]> git.ipfire.org Git - thirdparty/kernel/linux.git/commitdiff
mm: add MAP_DROPPABLE for designating always lazily freeable mappings
authorJason A. Donenfeld <Jason@zx2c4.com>
Thu, 8 Dec 2022 16:55:04 +0000 (17:55 +0100)
committerJason A. Donenfeld <Jason@zx2c4.com>
Fri, 19 Jul 2024 18:22:12 +0000 (20:22 +0200)
The vDSO getrandom() implementation works with a buffer allocated with a
new system call that has certain requirements:

- It shouldn't be written to core dumps.
  * Easy: VM_DONTDUMP.
- It should be zeroed on fork.
  * Easy: VM_WIPEONFORK.

- It shouldn't be written to swap.
  * Uh-oh: mlock is rlimited.
  * Uh-oh: mlock isn't inherited by forks.

- It shouldn't reserve actual memory, but it also shouldn't crash when
  page faulting in memory if none is available
  * Uh-oh: VM_NORESERVE means segfaults.

It turns out that the vDSO getrandom() function has three really nice
characteristics that we can exploit to solve this problem:

1) Due to being wiped during fork(), the vDSO code is already robust to
   having the contents of the pages it reads zeroed out midway through
   the function's execution.

2) In the absolute worst case of whatever contingency we're coding for,
   we have the option to fallback to the getrandom() syscall, and
   everything is fine.

3) The buffers the function uses are only ever useful for a maximum of
   60 seconds -- a sort of cache, rather than a long term allocation.

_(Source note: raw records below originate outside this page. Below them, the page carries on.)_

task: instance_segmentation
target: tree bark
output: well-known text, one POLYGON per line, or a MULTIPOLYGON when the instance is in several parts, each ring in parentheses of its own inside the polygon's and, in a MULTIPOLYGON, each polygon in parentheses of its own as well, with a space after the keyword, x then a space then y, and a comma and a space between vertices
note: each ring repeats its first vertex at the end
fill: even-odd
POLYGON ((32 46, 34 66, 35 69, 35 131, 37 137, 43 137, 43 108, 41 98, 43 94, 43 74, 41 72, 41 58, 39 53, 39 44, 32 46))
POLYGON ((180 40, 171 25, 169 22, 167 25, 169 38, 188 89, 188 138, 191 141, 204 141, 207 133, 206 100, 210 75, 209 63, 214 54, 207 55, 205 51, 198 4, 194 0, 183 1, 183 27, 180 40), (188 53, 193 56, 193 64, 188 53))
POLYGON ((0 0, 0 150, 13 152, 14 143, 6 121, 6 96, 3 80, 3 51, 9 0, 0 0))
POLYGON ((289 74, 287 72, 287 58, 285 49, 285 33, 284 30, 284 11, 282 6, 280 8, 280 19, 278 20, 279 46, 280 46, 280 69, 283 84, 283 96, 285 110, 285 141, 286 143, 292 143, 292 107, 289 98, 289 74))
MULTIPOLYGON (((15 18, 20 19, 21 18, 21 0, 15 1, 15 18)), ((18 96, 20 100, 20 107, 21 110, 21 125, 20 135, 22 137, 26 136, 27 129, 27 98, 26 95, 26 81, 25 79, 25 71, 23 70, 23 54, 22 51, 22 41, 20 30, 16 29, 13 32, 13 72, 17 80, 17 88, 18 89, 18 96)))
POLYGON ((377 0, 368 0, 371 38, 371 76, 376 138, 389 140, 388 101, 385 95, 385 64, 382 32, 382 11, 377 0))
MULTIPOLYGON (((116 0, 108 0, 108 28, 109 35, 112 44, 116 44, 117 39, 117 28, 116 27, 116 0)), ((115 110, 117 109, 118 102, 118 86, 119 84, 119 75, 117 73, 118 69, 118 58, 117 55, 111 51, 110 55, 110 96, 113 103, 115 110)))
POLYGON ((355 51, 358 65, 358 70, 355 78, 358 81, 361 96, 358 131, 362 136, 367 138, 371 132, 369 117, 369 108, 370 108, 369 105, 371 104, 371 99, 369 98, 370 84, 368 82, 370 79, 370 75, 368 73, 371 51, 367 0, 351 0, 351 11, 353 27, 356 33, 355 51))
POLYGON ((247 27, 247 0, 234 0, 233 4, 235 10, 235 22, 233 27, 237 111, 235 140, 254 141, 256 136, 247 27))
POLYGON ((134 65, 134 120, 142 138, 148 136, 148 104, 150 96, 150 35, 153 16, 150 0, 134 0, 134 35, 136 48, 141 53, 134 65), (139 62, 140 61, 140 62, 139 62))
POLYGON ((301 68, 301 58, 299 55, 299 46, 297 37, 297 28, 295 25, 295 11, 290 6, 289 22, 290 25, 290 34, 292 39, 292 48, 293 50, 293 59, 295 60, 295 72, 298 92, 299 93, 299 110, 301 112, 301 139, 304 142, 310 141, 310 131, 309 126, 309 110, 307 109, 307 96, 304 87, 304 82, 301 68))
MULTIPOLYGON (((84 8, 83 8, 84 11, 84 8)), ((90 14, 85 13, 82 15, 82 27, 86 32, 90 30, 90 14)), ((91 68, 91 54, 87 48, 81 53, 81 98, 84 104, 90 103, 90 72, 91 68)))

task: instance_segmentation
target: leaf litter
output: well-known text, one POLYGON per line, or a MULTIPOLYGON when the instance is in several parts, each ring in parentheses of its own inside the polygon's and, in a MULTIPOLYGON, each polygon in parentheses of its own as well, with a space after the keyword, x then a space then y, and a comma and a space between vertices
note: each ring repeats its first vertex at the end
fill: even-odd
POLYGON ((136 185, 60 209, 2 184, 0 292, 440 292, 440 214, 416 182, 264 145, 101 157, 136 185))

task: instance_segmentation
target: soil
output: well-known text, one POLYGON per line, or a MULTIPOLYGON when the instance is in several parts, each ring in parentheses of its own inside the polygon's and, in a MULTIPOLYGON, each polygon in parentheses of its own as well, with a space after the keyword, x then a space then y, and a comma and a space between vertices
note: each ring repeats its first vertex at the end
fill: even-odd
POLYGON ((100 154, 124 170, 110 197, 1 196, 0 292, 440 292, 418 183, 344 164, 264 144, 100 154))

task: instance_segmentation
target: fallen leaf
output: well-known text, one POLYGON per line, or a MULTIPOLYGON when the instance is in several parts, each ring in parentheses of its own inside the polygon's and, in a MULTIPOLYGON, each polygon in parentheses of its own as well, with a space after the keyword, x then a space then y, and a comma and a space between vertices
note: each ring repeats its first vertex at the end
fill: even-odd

These characteristics mean that we can introduce VM_DROPPABLE, which
has the following semantics:

a) It never is written out to swap.
b) Under memory pressure, mm can just drop the pages (so that they're
   zero when read back again).
c) It is inherited by fork.
d) It doesn't count against the mlock budget, since nothing is locked.
e) If there's not enough memory to service a page fault, it's not fatal,
   and no signal is sent.

This way, allocations used by vDSO getrandom() can use:

    VM_DROPPABLE | VM_DONTDUMP | VM_WIPEONFORK | VM_NORESERVE

And there will be no problem with OOMing, crashing on overcommitment,
using memory when not in use, not wiping on fork(), coredumps, or
writing out to swap.

In order to let vDSO getrandom() use this, expose these via mmap(2) as
MAP_DROPPABLE.

Note that this involves removing the MADV_FREE special case from
sort_folio(), which according to Yu Zhao is unnecessary and will simply
result in an extra call to shrink_folio_list() in the worst case. The
chunk removed reenables the swapbacked flag, which we don't want for
VM_DROPPABLE, and we can't conditionalize it here because there isn't a
vma reference available.

Finally, the provided self test ensures that this is working as desired.

Cc: linux-mm@kvack.org
Acked-by: David Hildenbrand <david@redhat.com>
Signed-off-by: Jason A. Donenfeld <Jason@zx2c4.com>
17 files changed:
fs/proc/task_mmu.c
include/linux/mm.h
include/linux/userfaultfd_k.h
include/trace/events/mmflags.h
include/uapi/linux/mman.h
mm/ksm.c
mm/madvise.c
mm/memory.c
mm/mempolicy.c
mm/mlock.c
mm/mmap.c
mm/rmap.c
mm/vmscan.c
tools/include/uapi/linux/mman.h
tools/testing/selftests/mm/.gitignore
tools/testing/selftests/mm/Makefile
tools/testing/selftests/mm/droppable.c [new file with mode: 0644]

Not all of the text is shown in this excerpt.